Terhitung sudah 10 tahun RUU tersebut tidak kunjung dibahas DPR sejak diusulkan pada 2012 lalu. Pemerintah rencananya akan menggelar rapat konsolidasi percepatan pemberian persetujuan draft aturan tersebut pada pekan ini.

Ada enam unsur pimpinan instansi yang dimintai persetujuan draft naskah akademik dan RUU. Satu pimpinan lembaga yang belum memberi paraf persetujuan adalah Kapolri Jenderal Pol Listyo Sigit Prabowo.

Sementara itu, pimpinan lima instansi lainnya sudah memberikan paraf persetujuan, yaitu Menko Polhukam Mahfud MD, Menteri Hukum dan Hak Asasi Manusia (Menkumham) Yasonna H Laoly, Kepala Pusat Pelaporan dan Analisis Transaksi Keuangan (PPATK) Ivan Yustiavandana, Menteri Keuangan Sri Mulyani Indrawati, dan Jaksa Agung Sanitiar Burhanuddin.

Sebab, belum semua unsur pimpinan instansi memberi persetujuan, surpres dari Jokowi sebagai tanda RUU akan dibahas bersama juga belum bisa dikirimkan ke DPR.

Indonesia diketahui juga telah menyerahkan instrumen ratifikasi atas United Nation Convention Against Corruption (UNCAC) dan United Nations Convention Against Transnational Organized Crimes (UNCTOC) beberapa tahun lalu sebagai rujukan pembentukan RUU Perampasan Aset.

Sejumlah kalangan menilai RUU Perampasan Aset akan lebih efektif menjerat aset kriminal karena lebih cepat mengembalikan aset hasil kejahatan.

Selain itu, RUU tersebut dinilai dapat lebih memberikan efek jera karena pelaku tidak lagi bisa menikmati hasil kejahatannya atau kerap disebut sebagai pemiskinan koruptor.

Mahfud MD dan Ma’ruf Amin Desak DPR Sahkan RUU Perampasan Aset

RUU Perampasan Aset sempat kembali dibahas Mahfud saat rapat di Komisi III DPR RI pada 29 Maret 2023. Mahfud meminta dukungan Ketua Komisi III DPR RI Bambang Wuryanto alias Bambang Pacul untuk mengesahkan RUU tersebut.

“Sulit memberantas korupsi itu, tolong melalui Pak Bambang Pacul.
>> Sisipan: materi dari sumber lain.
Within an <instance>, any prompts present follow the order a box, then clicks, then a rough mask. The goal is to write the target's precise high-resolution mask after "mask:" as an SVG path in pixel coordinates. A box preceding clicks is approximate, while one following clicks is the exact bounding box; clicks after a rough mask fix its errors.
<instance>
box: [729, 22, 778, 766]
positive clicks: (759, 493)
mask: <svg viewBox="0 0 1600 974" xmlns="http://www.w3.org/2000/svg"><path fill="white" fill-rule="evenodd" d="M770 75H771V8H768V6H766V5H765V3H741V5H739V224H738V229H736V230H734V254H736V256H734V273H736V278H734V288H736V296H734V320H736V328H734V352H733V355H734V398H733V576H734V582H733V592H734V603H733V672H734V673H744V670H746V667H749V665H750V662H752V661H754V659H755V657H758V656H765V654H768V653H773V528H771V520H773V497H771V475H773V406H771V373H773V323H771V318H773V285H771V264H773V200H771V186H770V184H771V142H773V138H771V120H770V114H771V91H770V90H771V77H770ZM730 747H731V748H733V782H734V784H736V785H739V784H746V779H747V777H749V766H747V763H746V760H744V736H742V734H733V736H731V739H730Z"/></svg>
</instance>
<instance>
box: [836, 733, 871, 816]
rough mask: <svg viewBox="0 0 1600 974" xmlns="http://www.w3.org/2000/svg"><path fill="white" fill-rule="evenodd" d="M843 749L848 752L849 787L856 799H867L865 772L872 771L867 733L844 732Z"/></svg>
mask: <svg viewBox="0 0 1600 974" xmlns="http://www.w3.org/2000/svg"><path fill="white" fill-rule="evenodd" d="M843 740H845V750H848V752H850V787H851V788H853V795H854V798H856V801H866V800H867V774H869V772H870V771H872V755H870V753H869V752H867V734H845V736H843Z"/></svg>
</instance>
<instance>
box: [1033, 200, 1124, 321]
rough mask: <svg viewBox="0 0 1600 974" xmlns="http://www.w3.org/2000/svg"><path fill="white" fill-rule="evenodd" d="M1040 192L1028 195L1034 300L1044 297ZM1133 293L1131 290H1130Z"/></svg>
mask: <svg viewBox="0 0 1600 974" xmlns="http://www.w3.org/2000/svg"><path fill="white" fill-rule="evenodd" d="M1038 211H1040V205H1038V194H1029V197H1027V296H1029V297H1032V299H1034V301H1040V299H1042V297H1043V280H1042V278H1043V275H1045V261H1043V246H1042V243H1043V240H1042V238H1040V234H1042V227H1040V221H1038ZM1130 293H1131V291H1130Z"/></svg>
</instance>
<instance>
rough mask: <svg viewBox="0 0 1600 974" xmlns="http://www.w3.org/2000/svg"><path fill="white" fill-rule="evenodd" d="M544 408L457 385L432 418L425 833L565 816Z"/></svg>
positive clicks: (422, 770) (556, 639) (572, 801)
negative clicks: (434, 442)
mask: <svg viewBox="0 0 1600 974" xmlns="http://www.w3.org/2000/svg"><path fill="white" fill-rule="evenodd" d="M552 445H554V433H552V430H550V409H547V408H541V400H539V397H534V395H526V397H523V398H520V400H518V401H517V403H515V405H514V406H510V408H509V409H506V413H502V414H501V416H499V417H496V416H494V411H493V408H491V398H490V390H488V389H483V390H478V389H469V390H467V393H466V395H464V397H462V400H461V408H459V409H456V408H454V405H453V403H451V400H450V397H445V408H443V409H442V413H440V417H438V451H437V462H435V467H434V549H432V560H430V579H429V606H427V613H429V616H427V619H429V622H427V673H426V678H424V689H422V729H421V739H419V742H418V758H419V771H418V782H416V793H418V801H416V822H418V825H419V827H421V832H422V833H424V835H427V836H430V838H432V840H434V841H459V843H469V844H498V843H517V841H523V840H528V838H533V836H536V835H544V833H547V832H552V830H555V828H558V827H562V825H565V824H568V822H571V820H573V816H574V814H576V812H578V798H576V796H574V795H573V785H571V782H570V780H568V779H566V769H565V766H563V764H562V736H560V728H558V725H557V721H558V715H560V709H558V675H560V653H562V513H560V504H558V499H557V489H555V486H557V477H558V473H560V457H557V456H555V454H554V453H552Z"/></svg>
Pak, Undang-Undang Perampasan Aset, tolong didukung biar kami bisa mengambil begini-begininya. Pak, tolong juga pembatasan uang kartal didukung,” ujar Mahfud saat rapat di Komisi III.

Bambang lalu menjawab bahwa hal itu bisa saja dikabulkan secara mulus oleh DPR asalkan dia memperoleh restu dari para ketua umum partai politik di parlemen. Oleh karena itu, Bambang meminta Mahfud melobi para ketua umum partai politik.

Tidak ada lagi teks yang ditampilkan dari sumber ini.